= Mary Anne Arnold =

Mary Anne Arnold (born c. 1825) was an English sailor and crossdresser. She was born in Sheerness, Kent, England and worked aboard the naval ship, Robert Small until the captain of the ship discovered she was assigned female at birth.

== Early life ==
At age 10, Arnold's mother died. She thus performed physical labour to provide for herself, and her eight month old sister. Arnold first gained employment at a rope factory in Sheerness. Upon discovering that boys her age were making significantly more money as sailors, she began to crossdress and gained employment as a cabin boy in the Williams, a Sutterland collier.

== Cabin boy ==
Arnold sailed with the Williams for two years until 1839 (she changed ships due to her dislike of the commanding officer) at which point she became a cabin boy for the Anne.

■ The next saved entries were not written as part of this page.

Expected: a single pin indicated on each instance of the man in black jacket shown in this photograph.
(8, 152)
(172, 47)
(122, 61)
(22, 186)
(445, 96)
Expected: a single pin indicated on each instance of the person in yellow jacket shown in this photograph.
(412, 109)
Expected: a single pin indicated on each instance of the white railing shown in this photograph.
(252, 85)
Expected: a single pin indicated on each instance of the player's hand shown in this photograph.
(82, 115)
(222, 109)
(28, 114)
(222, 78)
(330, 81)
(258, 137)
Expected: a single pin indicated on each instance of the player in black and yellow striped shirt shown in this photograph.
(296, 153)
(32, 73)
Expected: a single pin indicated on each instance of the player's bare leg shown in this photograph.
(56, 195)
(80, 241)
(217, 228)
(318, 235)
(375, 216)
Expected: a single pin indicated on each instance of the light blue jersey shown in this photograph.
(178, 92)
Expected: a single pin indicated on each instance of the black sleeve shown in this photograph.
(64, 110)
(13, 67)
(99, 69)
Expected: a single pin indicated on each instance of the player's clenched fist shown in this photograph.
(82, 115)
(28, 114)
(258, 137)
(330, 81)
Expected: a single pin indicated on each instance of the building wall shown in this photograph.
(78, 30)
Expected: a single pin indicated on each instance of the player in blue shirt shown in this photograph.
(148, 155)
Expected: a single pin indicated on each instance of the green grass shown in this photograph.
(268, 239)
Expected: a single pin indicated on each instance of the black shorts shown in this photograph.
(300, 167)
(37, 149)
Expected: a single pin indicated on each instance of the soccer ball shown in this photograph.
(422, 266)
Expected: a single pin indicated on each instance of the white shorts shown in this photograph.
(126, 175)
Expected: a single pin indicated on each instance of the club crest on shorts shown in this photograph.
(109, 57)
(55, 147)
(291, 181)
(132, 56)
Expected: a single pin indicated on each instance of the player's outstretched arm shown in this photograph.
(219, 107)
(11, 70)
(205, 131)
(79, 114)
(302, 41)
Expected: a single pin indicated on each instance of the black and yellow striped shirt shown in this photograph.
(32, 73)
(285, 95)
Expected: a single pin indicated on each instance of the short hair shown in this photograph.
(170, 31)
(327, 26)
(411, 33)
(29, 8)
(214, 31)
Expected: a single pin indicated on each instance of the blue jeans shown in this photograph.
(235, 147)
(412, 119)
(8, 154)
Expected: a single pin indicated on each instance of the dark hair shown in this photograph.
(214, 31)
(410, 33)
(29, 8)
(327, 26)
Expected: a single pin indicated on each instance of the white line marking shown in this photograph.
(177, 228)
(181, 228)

She successfully sailed with the Anne for several voyages until the ship wrecked but she survived and then transferred to sail on the ship Choice which held stores for the Robert Small.

== Suspicions ==
While on the Choice, around the age of 15, several of the men reported to the captain suspicions of Arnold's crossdressing. The captain ordered a doctor to perform a medical exam on Arnold. After the exam, she was forced to remove her sailor's clothes and don clothes that matched her sex.